Emergency responders gear up for hurricane season in Hawaii - Hawaii News Now - KGMB and KHNL

Emergency responders gear up for hurricane season in Hawaii

BELLOWS AIR FORCE STATION (HawaiiNewsNow) - Experts predict fewer storms than usual in the Central Pacific during this year's hurricane season. That is good news for Hawaii, but emergency response teams are still preparing for a potential disaster.

State Civil Defense and the Hawaii National Guard are leading the week-long Makani Pahili hurricane season exercise. More than 150 National Guardsmen from Hawaii, California, and Nevada are participating. They're working with different agencies like the Honolulu Fire Department, Honolulu Police Department and Federal Fire Department.

In Tuesday's scenario at Bellows Air Force Station, a powerful Category 4 hurricane ripped the roof of a two-story building. The structure collapsed and three people were missing.

"We found out that one was alive and calling for help and the other two were possibly unconscious. We also had a propane leak," explained Captain Walter Faulconer of the Honolulu Fire Department.

Firefighters managed to pull two victims out of the rubble and carry them to safety, but reaching the last one was tricky.

"The wall of the facility was found to be unstable and unsafe to make an entry where we believe there's a trapped person so they're putting up wood braces to stabilize the structure so we can go inside and conduct rescue operations," said Captain Aaron Blanchard of the Hawaii National Guard.

The goal of the exercise is to build relationships and practice communication skills.

"There's always going to be kinks and there's kinks today, but we're working through them and we're practicing," Faulconer said.

A web cam provided a live feed to the Joint Operation Center in Diamond Head. Rescuers learned important lessons during this annual exercise.

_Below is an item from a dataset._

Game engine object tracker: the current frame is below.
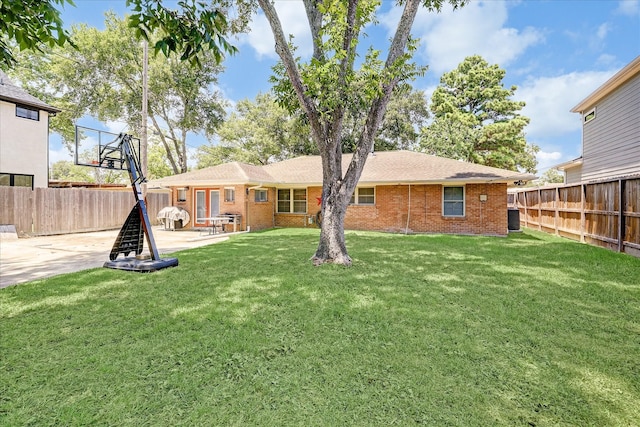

"Making sure you got not only your rescue saw, but you got the blades and the backup blades. Same thing if you show up with hammers but no nails. It's going to be kind of hard last-minute to go scrounge and I'm sure someone inside a collapsed structure isn't going to have much patience," Blanchard said.

Responders hope to learn from their mistakes during the training so that they're ready to spring into action when there is an actual emergency.

"It's not a matter of if we're going to have the next disaster, it's when the disaster is going to be and when it comes, hopefully, we're as prepared as we can be and can go out and go save lives and do good things," said Blanchard.